= Yunnan Federation of Trade Unions =

Chinese trade union organization

The Yunnan Federation of Trade Unions (云南省总工会), or Yunnan Provincial Federation of Trade Unions is a provincial-level trade union organization governed by the Yunnan Provincial Committee of the Chinese Communist Party and the All-China Federation of Trade Unions, serving as the principal authority for trade union organizations throughout Yunnan Province.

== History ==
On May 1, 1927, the inaugural trade union groups in Yunnan were founded in Kunming and the tin mines of Gejiu. In early 1950, Yunnan was peacefully liberated, and in March of that year, the Yunnan Workers' Movement Committee of the Chinese Communist Party (CCP) was established.
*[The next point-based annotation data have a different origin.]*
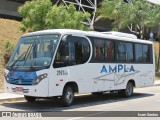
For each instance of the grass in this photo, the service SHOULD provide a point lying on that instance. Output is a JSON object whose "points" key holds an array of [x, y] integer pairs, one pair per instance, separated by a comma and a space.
{"points": [[9, 30]]}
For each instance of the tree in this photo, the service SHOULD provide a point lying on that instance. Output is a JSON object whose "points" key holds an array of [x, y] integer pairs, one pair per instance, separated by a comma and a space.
{"points": [[40, 15], [34, 13], [138, 15]]}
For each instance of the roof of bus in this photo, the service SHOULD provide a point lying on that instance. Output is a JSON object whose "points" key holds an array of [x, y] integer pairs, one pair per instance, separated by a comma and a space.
{"points": [[124, 36]]}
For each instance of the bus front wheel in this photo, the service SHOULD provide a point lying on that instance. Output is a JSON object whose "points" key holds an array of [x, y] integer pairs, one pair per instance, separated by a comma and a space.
{"points": [[30, 99], [128, 92], [68, 96]]}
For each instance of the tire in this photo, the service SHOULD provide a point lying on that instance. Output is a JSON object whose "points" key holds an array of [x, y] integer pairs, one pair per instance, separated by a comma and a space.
{"points": [[97, 93], [30, 99], [67, 97], [128, 92]]}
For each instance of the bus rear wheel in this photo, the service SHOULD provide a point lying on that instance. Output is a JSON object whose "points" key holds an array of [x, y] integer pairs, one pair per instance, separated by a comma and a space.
{"points": [[128, 92], [30, 99], [68, 96]]}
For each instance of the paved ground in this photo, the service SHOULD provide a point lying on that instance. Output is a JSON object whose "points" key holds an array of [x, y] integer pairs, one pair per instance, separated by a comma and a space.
{"points": [[144, 99]]}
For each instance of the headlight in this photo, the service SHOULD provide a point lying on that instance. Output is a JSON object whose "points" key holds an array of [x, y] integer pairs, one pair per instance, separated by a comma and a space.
{"points": [[6, 77], [39, 78]]}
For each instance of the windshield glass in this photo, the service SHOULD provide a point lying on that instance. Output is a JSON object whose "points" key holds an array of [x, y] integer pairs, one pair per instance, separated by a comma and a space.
{"points": [[34, 52]]}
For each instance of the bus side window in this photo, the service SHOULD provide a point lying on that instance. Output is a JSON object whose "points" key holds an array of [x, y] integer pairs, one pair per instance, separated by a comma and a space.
{"points": [[138, 52], [146, 53], [109, 50]]}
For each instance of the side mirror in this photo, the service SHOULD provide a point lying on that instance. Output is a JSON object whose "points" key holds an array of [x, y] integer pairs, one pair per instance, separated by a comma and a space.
{"points": [[64, 38]]}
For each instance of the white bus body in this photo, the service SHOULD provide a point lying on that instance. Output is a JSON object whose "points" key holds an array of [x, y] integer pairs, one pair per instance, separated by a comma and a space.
{"points": [[82, 62]]}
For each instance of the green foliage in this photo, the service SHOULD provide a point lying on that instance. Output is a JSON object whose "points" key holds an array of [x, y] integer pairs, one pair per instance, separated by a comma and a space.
{"points": [[113, 10], [9, 46], [40, 15]]}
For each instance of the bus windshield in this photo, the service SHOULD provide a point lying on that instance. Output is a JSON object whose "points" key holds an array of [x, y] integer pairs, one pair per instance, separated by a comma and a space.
{"points": [[33, 52]]}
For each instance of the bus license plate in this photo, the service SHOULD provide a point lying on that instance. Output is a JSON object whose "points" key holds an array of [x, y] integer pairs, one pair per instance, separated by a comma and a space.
{"points": [[19, 89]]}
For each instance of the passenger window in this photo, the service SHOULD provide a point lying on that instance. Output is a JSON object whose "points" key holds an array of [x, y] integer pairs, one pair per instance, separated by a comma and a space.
{"points": [[146, 53], [73, 51], [129, 52], [138, 52], [120, 51]]}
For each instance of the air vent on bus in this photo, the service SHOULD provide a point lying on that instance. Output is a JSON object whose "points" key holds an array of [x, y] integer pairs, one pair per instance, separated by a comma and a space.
{"points": [[120, 34]]}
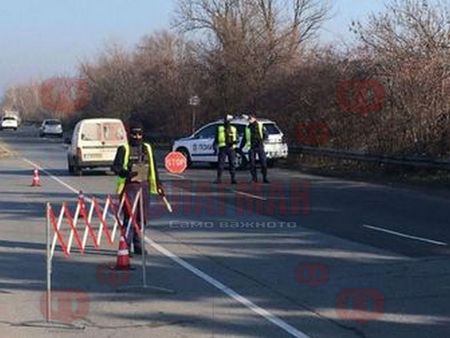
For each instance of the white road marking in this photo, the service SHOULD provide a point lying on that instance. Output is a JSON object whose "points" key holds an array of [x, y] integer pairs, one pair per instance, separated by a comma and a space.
{"points": [[249, 195], [52, 176], [404, 235], [230, 292], [222, 287]]}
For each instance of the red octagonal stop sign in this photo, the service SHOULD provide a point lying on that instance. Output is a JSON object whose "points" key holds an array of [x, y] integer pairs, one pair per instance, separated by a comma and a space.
{"points": [[175, 162]]}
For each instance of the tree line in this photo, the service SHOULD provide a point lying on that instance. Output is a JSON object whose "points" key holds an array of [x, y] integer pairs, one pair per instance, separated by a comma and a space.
{"points": [[387, 93]]}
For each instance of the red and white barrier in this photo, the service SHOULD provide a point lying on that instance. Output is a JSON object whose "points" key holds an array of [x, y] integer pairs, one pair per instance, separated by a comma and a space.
{"points": [[81, 223], [81, 227]]}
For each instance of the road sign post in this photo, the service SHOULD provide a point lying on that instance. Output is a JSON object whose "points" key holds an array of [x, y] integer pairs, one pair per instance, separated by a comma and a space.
{"points": [[194, 101], [175, 162]]}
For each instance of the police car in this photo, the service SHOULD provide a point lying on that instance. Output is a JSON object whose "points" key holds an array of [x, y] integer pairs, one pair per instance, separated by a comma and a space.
{"points": [[198, 148]]}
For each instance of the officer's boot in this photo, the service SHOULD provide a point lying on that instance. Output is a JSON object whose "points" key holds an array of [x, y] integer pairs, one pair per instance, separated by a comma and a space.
{"points": [[233, 179], [265, 180], [218, 179]]}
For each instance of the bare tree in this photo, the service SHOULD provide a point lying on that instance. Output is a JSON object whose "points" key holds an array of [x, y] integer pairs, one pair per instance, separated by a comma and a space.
{"points": [[248, 40]]}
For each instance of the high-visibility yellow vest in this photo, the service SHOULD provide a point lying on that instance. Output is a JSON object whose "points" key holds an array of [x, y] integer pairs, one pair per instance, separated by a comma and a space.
{"points": [[221, 136], [151, 170], [248, 134]]}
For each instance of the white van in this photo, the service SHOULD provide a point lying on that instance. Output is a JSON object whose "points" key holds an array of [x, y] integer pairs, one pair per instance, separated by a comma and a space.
{"points": [[94, 144], [198, 148]]}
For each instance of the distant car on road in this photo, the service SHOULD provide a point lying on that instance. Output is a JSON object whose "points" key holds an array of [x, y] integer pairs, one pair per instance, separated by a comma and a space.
{"points": [[9, 122], [198, 148], [94, 144], [51, 127]]}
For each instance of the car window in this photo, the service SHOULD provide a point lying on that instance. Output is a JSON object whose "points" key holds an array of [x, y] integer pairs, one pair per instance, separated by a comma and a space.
{"points": [[52, 122], [208, 132], [272, 128], [240, 129], [91, 132], [113, 131]]}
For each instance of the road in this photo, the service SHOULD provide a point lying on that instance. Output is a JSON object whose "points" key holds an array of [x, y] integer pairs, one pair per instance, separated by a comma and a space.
{"points": [[305, 256]]}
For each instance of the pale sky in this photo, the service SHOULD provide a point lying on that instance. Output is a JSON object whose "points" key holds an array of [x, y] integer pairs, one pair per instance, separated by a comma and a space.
{"points": [[42, 38]]}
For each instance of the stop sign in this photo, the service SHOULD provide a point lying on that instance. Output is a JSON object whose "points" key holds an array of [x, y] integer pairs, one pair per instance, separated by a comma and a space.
{"points": [[175, 162]]}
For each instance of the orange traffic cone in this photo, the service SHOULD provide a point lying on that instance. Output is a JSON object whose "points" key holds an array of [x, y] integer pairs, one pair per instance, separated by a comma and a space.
{"points": [[123, 256], [36, 182], [82, 204]]}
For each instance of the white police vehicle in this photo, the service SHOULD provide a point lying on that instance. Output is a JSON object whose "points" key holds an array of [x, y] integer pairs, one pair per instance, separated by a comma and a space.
{"points": [[198, 148]]}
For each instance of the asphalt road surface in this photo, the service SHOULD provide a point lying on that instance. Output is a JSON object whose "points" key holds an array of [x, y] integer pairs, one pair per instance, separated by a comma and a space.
{"points": [[305, 256]]}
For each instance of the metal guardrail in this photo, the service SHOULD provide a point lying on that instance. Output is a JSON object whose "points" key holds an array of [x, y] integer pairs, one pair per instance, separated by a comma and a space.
{"points": [[364, 157]]}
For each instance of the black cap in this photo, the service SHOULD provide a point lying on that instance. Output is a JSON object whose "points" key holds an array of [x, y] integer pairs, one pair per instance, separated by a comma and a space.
{"points": [[135, 127]]}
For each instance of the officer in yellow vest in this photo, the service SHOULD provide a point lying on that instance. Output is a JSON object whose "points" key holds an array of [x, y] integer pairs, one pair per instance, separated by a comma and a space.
{"points": [[225, 145], [253, 140], [136, 169]]}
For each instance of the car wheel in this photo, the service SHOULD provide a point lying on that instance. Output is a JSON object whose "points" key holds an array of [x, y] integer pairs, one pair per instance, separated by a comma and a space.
{"points": [[185, 153], [271, 163], [77, 171], [241, 160]]}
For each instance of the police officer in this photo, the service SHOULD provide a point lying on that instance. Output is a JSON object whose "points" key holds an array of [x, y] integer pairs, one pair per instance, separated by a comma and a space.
{"points": [[136, 169], [254, 137], [225, 145]]}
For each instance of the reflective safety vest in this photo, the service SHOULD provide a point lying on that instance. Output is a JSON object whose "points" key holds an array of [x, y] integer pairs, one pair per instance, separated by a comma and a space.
{"points": [[248, 134], [153, 187], [222, 137]]}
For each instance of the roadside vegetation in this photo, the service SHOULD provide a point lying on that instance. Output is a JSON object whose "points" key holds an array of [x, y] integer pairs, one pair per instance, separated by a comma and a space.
{"points": [[387, 92]]}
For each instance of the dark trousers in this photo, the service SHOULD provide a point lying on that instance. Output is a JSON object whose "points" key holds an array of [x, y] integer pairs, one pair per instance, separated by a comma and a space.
{"points": [[258, 150], [132, 189], [225, 152]]}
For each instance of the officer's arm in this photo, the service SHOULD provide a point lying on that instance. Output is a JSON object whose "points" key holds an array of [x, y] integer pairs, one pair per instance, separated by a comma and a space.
{"points": [[265, 133], [117, 166]]}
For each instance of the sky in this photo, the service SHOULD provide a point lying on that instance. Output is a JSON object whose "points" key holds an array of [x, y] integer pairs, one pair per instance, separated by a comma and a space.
{"points": [[42, 38]]}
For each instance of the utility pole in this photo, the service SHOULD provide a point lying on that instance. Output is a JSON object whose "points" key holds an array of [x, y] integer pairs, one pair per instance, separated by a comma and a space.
{"points": [[194, 101]]}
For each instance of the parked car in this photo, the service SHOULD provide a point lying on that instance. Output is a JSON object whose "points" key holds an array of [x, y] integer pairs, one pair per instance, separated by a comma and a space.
{"points": [[9, 122], [51, 127], [198, 148], [94, 144]]}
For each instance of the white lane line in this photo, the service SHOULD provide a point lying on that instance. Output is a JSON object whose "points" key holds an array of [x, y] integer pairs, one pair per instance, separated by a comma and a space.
{"points": [[51, 176], [404, 235], [222, 287], [249, 195], [230, 292]]}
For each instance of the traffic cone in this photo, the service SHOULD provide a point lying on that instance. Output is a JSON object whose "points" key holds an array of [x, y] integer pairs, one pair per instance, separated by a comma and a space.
{"points": [[123, 256], [82, 204], [36, 182]]}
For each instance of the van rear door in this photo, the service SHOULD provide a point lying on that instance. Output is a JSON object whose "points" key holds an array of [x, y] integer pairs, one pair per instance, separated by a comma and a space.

In January 1951, the Preparatory Committee for the Yunnan Provincial General Confederation of Trade Unions was officially established, followed by the convening of the First Congress of Trade Union Members of Yunnan in April 1953 in Kunming, which led to the election of the governing body of the Yunnan Federation of Trade Unions. The inaugural congress of trade union members in Yunnan Province convened in Kunming in April 1953, resulting in the election of the leadership for the Yunnan Federation of Trade Unions. Liu Linyuan was elected as the first president of Yunnan Federation of Trade Unions.